Mechanismus der Nukleotide-vermittelten Inhibierung mitochondrialer Entkopplerproteine

Projektleitung an der Vetmeduni

Pohl, Elena

Geldgeber

FWF Österreichischer Wissenschaftsfonds

Laufzeit

01.02.2013 - 31.01.2017

Abstract

A tight proton transport regulation in the inner mitochondrial membrane is crucial for physiological processes such as ATP synthesis and heat production as demonstrated for mitochondrial uncoupling protein 1, UCP1, or regulation of the reactive oxygen species (ROS) as proposed for uncoupling protein 2, UCP2. Specific regulation of proton transport is thus becoming increasingly important in the therapy of obesity and of inflammatory, neurodegenerative and ischemic diseases. We and other research groups have shown previously that UCP1- and UCP2-mediated proton transport is inhibited by purine nucleotides (PN). However, the molecular mechanism of inhibition is not understood. Moreover, the unresolved mystery is how UCP operates in vivo despite the permanent presence of high (millimolar) concentrations of ATP in mitochondria. The goal of this project is a quantitative characterization of the UCP-PN interactions using (i) electrophysiological measurements of the transmembrane current and (ii) high-resolution atomic force microscopy (AFM). Two modes of AFM - topographical and recognition mode (TREC) - will be applied. The attachment of PN to cantilevers enables identification of selective protein–nucleotide binding simultaneously to target protein imaging. The data will be compared with electrophysiological measurements characterizing both PN binding and inhibition.
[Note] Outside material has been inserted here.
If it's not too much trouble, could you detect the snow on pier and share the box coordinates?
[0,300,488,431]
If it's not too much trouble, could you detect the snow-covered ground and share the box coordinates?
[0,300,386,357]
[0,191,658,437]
The well-defined model of bilayer membranes will be employed for the first time for detailed studies of PN binding and inhibition kinetics as a function of pH, osmolarity and transmembrane potential. Different (tri-, di- and monophosphate) purine nucleotides will be comparatively investigated. The critical evaluation of the results from both methods in the light of the recently published NMR structure of UCP2 will provide new insights into the structure of the uncoupling proteins and mechanism of the protein-nucleotide interaction. The latter will pave the way for new pharmacological approaches against the diseases mentioned above.